3.Bölüm

280 15 3
                                    

Hikaye hakkındaki görüşlerinizi merak ediyorum :) Belirttiğim yerde şarkıyla okursanız daha etkileyici olacağına inanıyorum =) İyi okumalar :)

Karanlık. Kimilerine göre büyük bir korku,kimilerine göre umutsuzluk kim bilir belki de çaresizlik. Benim için karanlık beni içine sığdırabilen, akmayı unutmuş gözyaşlarımı soğukluğuyla kurulayan, düşüncelerimdeki savaşa beyaz bayrak çektiren tek sığınak. Kaybolmuş maziyi saklı tutan, yaklaşan geleceği kollarında bekleten sessizlik karanlık.

Yağız. Yeni duyduğum, gözlerini yeni gördüğüm, ölümün bağırışında yok olmuş duygularıma tekrar yaşam fısıltısı gönderen, siyahlığa karışan adam. 

Bıraktığı yerde öylece dikilmeye devam ediyordum. Beş dakika öncesi hiç yaşanmamış gibiydi. Duyduğum tehditleri kulaklarım yalanlamak için haykırıyorlardı. Her şeyi unutmak kolaydı ama yerde duran kurumuş kan yine çarpmıştı suratıma. 

En çok sinirimi bozan ise uzun süreli hissizliğin ardından şu an taşlaşmış kalbimi gıdıklayan şeyi adlandıramamaktı. Korku olamazdı. O benden alınalı iki yıldan da fazla oluyordu. İçimde oluşan kıpırtı neydi ? Galiba meraktı. Evet, en mantıklı olanı buydu çünkü bana meydan okuyabilen bir insan olması merak duygumu kabartmıştı.

İyice sessizleşen yollarda beyaz kesik şeritlerin üstünde yürüyordum.

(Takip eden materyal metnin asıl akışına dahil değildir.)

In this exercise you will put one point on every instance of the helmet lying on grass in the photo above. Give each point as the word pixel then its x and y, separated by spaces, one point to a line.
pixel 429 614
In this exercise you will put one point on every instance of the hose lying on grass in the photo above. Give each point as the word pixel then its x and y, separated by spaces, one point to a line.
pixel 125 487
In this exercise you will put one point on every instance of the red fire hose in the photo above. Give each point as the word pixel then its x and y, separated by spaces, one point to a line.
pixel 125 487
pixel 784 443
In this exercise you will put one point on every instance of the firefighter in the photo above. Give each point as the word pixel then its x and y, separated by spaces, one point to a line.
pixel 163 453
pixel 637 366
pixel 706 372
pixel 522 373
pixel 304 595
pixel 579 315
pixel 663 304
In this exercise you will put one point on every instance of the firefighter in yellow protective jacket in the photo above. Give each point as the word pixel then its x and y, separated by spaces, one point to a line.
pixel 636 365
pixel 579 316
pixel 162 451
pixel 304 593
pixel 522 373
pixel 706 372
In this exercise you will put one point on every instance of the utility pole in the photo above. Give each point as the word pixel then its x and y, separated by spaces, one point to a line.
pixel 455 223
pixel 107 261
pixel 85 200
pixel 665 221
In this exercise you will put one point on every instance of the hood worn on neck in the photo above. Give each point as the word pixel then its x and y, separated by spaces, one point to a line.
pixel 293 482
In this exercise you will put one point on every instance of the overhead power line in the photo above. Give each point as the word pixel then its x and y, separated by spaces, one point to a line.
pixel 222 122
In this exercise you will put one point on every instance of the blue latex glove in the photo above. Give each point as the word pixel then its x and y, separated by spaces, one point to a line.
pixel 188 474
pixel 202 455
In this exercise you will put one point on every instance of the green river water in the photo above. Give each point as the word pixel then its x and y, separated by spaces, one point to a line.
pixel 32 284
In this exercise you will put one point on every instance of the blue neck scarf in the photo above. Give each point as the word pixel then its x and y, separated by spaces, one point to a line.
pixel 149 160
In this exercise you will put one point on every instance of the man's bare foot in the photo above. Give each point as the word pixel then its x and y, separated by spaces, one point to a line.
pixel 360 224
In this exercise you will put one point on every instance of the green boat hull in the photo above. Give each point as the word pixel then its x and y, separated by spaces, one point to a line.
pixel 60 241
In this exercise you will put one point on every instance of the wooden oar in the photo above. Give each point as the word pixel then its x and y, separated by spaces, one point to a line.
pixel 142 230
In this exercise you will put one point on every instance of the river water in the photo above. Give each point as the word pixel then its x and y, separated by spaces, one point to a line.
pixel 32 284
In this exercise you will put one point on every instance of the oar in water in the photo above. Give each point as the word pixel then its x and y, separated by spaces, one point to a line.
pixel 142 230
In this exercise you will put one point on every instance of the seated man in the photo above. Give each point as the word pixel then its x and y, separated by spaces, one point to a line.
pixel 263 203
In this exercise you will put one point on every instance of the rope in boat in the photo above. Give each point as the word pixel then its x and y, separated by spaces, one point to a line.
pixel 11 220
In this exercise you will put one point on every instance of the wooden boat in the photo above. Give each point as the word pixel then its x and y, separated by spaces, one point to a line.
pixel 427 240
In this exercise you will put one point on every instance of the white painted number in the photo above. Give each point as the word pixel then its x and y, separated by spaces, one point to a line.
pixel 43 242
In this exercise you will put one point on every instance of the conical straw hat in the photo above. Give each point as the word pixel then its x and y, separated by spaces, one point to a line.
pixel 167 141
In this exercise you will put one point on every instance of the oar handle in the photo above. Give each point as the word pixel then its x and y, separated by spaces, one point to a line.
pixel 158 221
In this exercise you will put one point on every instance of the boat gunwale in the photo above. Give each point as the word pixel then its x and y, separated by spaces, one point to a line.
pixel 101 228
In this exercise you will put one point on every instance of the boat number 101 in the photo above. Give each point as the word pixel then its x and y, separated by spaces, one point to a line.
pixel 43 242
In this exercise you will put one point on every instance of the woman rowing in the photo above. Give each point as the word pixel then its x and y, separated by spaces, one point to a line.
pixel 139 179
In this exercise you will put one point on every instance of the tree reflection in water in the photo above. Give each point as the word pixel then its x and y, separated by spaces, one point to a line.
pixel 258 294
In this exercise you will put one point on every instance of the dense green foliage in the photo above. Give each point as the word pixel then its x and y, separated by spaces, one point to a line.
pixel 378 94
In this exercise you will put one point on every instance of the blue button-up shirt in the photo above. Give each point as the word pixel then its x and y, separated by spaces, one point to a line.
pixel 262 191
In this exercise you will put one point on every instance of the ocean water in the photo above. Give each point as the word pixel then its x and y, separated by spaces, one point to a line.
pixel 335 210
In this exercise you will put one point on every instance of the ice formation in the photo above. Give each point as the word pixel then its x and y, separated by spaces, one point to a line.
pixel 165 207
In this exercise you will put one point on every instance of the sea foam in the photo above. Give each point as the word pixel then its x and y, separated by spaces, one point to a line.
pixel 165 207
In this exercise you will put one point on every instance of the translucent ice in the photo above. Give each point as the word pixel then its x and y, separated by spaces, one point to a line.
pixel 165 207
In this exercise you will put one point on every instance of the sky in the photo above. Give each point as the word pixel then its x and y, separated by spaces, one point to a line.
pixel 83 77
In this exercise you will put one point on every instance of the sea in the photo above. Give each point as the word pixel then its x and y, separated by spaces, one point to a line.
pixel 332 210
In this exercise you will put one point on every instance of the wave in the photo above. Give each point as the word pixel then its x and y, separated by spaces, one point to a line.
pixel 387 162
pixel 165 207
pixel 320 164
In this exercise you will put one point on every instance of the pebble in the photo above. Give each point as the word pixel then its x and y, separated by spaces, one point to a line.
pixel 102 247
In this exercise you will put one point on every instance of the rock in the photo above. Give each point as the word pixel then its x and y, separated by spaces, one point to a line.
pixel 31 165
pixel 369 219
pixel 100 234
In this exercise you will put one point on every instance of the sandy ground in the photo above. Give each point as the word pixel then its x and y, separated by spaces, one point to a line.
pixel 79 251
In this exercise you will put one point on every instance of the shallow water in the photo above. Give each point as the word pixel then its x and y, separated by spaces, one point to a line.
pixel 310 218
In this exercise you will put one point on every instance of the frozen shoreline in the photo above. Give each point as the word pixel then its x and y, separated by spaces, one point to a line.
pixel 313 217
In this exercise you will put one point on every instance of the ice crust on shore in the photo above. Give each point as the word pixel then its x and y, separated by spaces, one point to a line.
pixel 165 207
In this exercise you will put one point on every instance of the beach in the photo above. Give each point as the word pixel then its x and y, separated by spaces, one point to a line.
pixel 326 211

Onlar da benim gibi parça parça bölünmüşlerdi. Arabalar yollarda ilerlemekten vazgeçmişti sanki, aslında sadece saat gecenin üçü olduğu için böyleydi. 

Yürümekten sıkılıp kendimi asfalta bıraktım. Herkes gibi çimlerin üzerinde uzanmak bana yakışmazdı. Gün boyunca üzerinden geçen lastiklerin bıraktığı plastik kokusu burnuma dolmalıydı ki beynim uyuşmalıydı, bilincim açık olduğu müddetçe dayanamıyordum çünkü... Düşüncelerim var olduğu sürece yıldızlar bile kan damlatıyordu yüzüme. Ağaçların yapraklarından çıkan tatlı meltemin sesi kulaklarımı delen silah sesine dönüşüyordu. 

Sanırım uyuma vakti gelmişti. Yıldızlara patlayıp ölerek saçtıkları atomlarla insan ırkını meydana getirdikleri için bir kez daha lanet ettim. Yine de göz alıcı bir güzellikleri vardı. Gözlerim yavaş yavaş kapanırken kendimi boşluğa bıraktım.

x.x.x.x.x

Sabah kulaklarıma dolan uğultularla uyandım.

"Ne olmuş ki acaba ?"

"Bak görüyor musun kızcağızın halini ?"

"Araba çarpmış falan olmasın."

Gözlerimi açtığımda kalabalık grubun hepsi bir adım geri attı. Buz gibi soğuk bakan maviliklerimin tek sevdiğim özelliği buydu. Benden uzak durun sinyalini veren başka bir yanımdı. Açıkçası meraklı teyzeler topluluğundan duyduklarımın aksine daha yaratıcı tahminler beklemiştim. Bir keresinde yine beni asfaltta yatarken görenlerden biri "Kızz! Kocası dövüp buraya atmış bunu baksana." diye bir yorumda bile bulunmuştu. 

İnsanların olaylar karşısında verdikleri tepkiler aslında var olan gerçek yüzleriydi. Bana bunu söyleyen teyzenin sağ gözündeki belli belirsiz morluk bana yakıştırdığı durumu kendisinin yaşadığını belli ediyordu. 

Bu seferkilerin arasından ilgimi çeken olmamıştı. Onları dinlememek için alışkın olduğum şekilde kendimi konuşmalara karşı kapalı konumuna aldım. Yavaşça yattığım yerden kalkıp tekrar şeritlerin üzerinden yürümeye başladım. Gece olduğu kadar zevk vermiyordu.

"Deliymiş baksanıza."

İşte beklediğim yorum da gelmişti. Buradaki işim tamamlanmıştı anlaşılan. Yoldan geçen her araba bana sövmek için kornalarına yükleniyorlardı. Bu kadar umursamaz olduğuma göre canıma kıymam daha mantıklı gözüküyordu tabi ancak bu benim cezamdı, ölmek benim için basit kurtuluş olurdu. Yaşamak ve yaşarken ölmek zorundaydım.